A wooden pallet will typically have at times, from a durability standpoint, a product life cycle of maybe one to three trips. On the pallets that this company Paxxal is developing, these can last for years without any kind of rehabilitation necessary.
They are are also much lighter. A wooden pallet could at times weigh 70 to 80 pounds. From a transportability standpoint, the more weight the more fuel that will be used.
Replacing one million one-way wooden pallets, and that means that just looking at one-way trips per year, would essentially reduce the use of fuel by 72,000 gallons. It’s similar to taking 135 cars off the road, and that would also be saving 22,500 incandescent light bulbs.

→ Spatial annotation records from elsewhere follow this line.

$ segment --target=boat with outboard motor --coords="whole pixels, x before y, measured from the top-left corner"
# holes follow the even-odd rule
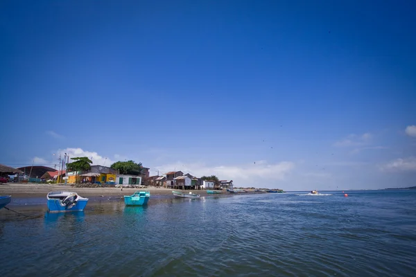
[[[150,192],[137,190],[132,195],[124,195],[125,206],[143,206],[147,204],[150,197]]]
[[[4,208],[10,201],[12,201],[11,195],[0,196],[0,208]]]
[[[207,193],[208,193],[209,195],[218,195],[220,194],[221,192],[219,190],[207,190]]]
[[[84,211],[88,198],[70,191],[51,191],[46,195],[48,208],[51,213]]]
[[[189,192],[189,193],[187,194],[187,193],[183,193],[180,191],[175,191],[173,190],[172,192],[172,193],[173,194],[173,196],[176,197],[179,197],[179,198],[193,198],[193,199],[196,199],[196,198],[200,198],[200,195],[196,195],[195,193],[193,193],[191,191]]]

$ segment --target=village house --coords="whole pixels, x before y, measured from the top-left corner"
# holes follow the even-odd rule
[[[41,179],[46,181],[55,181],[58,177],[62,180],[65,176],[66,170],[57,170],[57,171],[46,171],[45,174],[40,177]]]
[[[214,184],[215,184],[214,181],[204,180],[204,181],[202,181],[202,188],[205,190],[209,190],[210,188],[214,188]]]
[[[220,188],[222,190],[226,190],[227,188],[232,190],[232,180],[221,180],[220,181]]]
[[[142,168],[141,173],[140,174],[140,177],[141,177],[141,180],[144,181],[144,180],[147,180],[150,176],[150,170],[149,168]]]
[[[164,187],[166,183],[166,177],[165,176],[161,176],[158,178],[156,178],[155,180],[155,186],[161,186]]]
[[[118,174],[116,177],[116,184],[123,186],[140,185],[141,184],[141,177]]]
[[[171,171],[166,174],[166,188],[173,188],[176,185],[176,180],[175,178],[178,177],[180,176],[183,176],[184,172],[182,171]]]
[[[68,183],[116,184],[117,170],[107,166],[91,166],[88,170],[69,172]]]
[[[174,179],[176,184],[175,184],[175,188],[182,188],[184,190],[191,189],[192,185],[192,179],[187,175],[179,176]]]

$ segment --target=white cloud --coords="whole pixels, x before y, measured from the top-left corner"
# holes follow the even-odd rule
[[[46,165],[46,163],[51,163],[51,162],[48,162],[46,160],[45,160],[44,159],[42,158],[40,158],[38,157],[35,157],[35,158],[33,158],[33,164],[35,165],[38,165],[38,166],[43,166],[43,165]]]
[[[60,154],[61,157],[63,157],[65,153],[69,155],[69,162],[71,162],[71,158],[76,157],[87,157],[92,161],[93,165],[110,166],[115,161],[108,157],[99,155],[96,152],[85,151],[81,148],[60,149],[57,151],[56,157],[59,157]]]
[[[295,168],[295,163],[282,161],[278,163],[268,163],[259,161],[256,163],[207,166],[204,163],[184,163],[180,161],[152,168],[152,175],[163,175],[169,171],[181,170],[184,173],[200,177],[203,175],[216,175],[220,179],[232,179],[236,186],[264,186],[280,181],[290,174]]]
[[[388,148],[385,146],[370,146],[370,147],[363,147],[361,148],[356,148],[349,152],[350,154],[356,154],[361,152],[363,150],[381,150],[381,149],[388,149]]]
[[[55,138],[62,138],[64,137],[64,136],[60,135],[54,131],[46,131],[46,134],[49,134],[49,136]]]
[[[410,157],[404,159],[397,159],[385,165],[381,169],[384,171],[416,171],[416,157]]]
[[[350,147],[365,145],[370,143],[372,138],[372,135],[370,133],[364,133],[361,136],[351,134],[347,138],[335,142],[333,146]]]
[[[416,125],[409,125],[406,127],[404,132],[408,136],[416,138]]]

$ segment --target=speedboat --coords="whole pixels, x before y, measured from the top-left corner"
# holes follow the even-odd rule
[[[0,196],[0,208],[3,208],[12,201],[11,195]]]
[[[51,213],[65,213],[84,211],[88,198],[70,191],[51,191],[46,195],[48,208]]]
[[[200,198],[200,195],[196,195],[195,193],[192,193],[191,191],[189,192],[189,194],[187,193],[183,193],[179,191],[173,191],[172,193],[173,193],[173,196],[175,196],[176,197],[179,197],[179,198],[193,198],[193,199],[196,199],[196,198]]]
[[[124,204],[126,206],[143,206],[147,204],[150,197],[150,191],[137,190],[132,195],[124,195]]]
[[[218,195],[221,193],[221,192],[218,190],[207,190],[207,193],[209,195]]]

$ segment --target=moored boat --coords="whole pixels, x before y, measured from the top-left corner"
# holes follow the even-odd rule
[[[70,191],[51,191],[46,195],[48,208],[51,213],[84,211],[88,198]]]
[[[218,190],[207,190],[207,193],[209,195],[218,195],[221,193],[221,192]]]
[[[0,208],[3,208],[12,201],[11,195],[0,196]]]
[[[136,191],[131,195],[124,195],[126,206],[143,206],[147,204],[150,197],[150,191]]]
[[[183,193],[179,191],[173,191],[172,193],[173,194],[173,196],[176,197],[179,197],[179,198],[200,198],[200,195],[196,195],[195,193],[192,193],[191,191],[189,192],[189,193],[187,194],[187,193]]]

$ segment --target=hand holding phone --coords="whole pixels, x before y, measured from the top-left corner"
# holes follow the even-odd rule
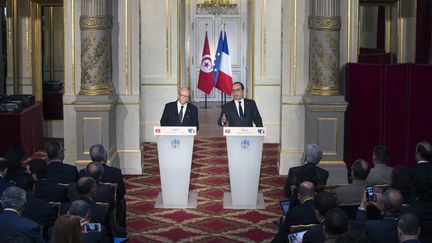
[[[373,201],[373,196],[374,196],[373,186],[365,186],[365,194],[366,194],[366,200],[368,202]]]

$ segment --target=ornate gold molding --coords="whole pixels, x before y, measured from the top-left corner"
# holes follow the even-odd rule
[[[313,30],[336,30],[341,28],[340,17],[309,17],[309,28]]]
[[[112,27],[112,16],[81,16],[81,30],[105,30]]]

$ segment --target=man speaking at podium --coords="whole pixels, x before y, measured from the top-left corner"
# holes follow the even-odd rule
[[[189,90],[181,88],[177,101],[165,105],[161,126],[186,126],[199,129],[198,109],[189,101]]]
[[[218,119],[219,126],[228,123],[230,127],[262,127],[262,119],[255,101],[244,98],[244,86],[241,82],[232,85],[234,99],[222,107],[222,114]]]

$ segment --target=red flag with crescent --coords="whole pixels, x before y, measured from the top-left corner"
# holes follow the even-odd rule
[[[210,56],[207,31],[204,40],[203,55],[201,58],[201,68],[198,78],[198,89],[206,94],[210,94],[214,86],[213,64]]]

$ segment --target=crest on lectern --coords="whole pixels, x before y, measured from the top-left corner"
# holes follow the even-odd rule
[[[242,140],[240,145],[241,145],[242,149],[247,149],[250,145],[249,139]]]
[[[173,147],[173,148],[178,148],[178,146],[180,146],[180,139],[178,139],[178,138],[174,138],[174,139],[171,141],[171,147]]]

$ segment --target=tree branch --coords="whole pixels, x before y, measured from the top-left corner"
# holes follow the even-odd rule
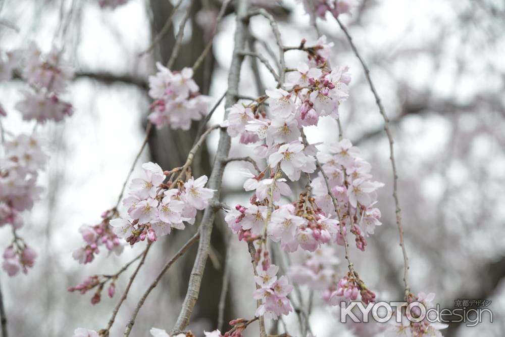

From a cost perspective, companies that would purchase a pallet that is a composite could probably save a fair amount of money. The manufacturing cost for a wooden pallet is typically in the $18-to-$20 range. On a traditional plastic pallet, it could be as high as $35 to $55, and on the pallet that we’ve been working on, that cost would be about $25 to $30. You could say that it’s certainly more money than a wooden pallet, but at the end of the day, the lifespan could be more than 10 years. You know, the wooden pallet, we can’t even put a number on what the lifespan is because a lot of them will have costly repairs. In any event, we feel that the market would be moving much more towards the composite that we’ve devised.
So overall I think that the focus of what we do at 5P is generally looking for companies that have the qualifications and the characteristics of things that are certainly environmental, societal, and governance related that we feel will certainly have an impact on an industry and likewise a long-term investment.